Demand surges for maquila production

Texas manufacturing activity accelerated in May, according to the Federal Reserve Bank of Dallas, with employment rates and wages spiking.

While economists at the Fed pointed to manufacturing in the energy sector booming, electronics and automotive manufacturing have both increased.

Jesus Cañas, a senior business economist at the Dallas Fed, said the McAllen-Reynosa maquiladora industry is seeing more demand from United States consumers.

“When the economy is growing, we consumers are making more, and we demand products,” Cañas said. “Automobiles, appliances, TVs — so when the economy is booming at a national level like it is right now, consumers are better off. We start demanding manufacturing products. Some of those are manufactured in border towns like Reynosa.”

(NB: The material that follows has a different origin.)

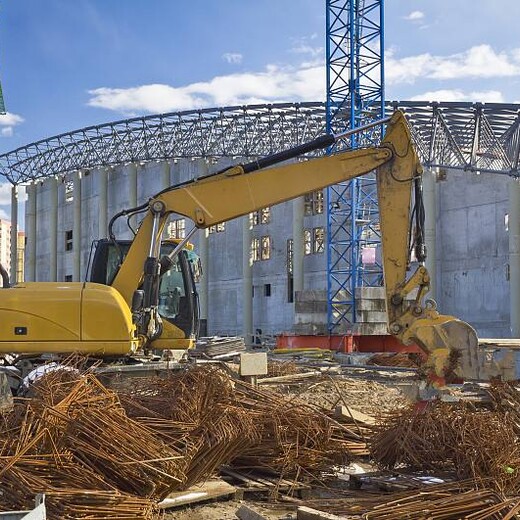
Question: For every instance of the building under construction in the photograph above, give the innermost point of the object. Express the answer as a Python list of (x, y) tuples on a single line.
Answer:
[(267, 273)]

The manufacturing sector continues to wait to see what will happen with the North American Free Trade Agreement, which is being renegotiated after being implemented 24 years ago. Talks between Mexico, the United States and Canada has been mostly tabled for the time being as Mexico’s July 1 presidential election looms, followed by November’s U.S. midterm elections.

President Donald Trump called the two-decade old pact between Mexico, the United States and Canada one of the “worst trade deals of all time,” and his administration began negotiating a new NAFTA in August.

The three countries, however, have not been able to close a deal.

For now, the trade deal remains, and billions of dollars crisscross the southern border, with 80 percent of U.S.-Mexico land trade crossing the Texas-Mexico border, Cañas said.

“U.S. border towns like McAllen benefit from those service flows,” he said.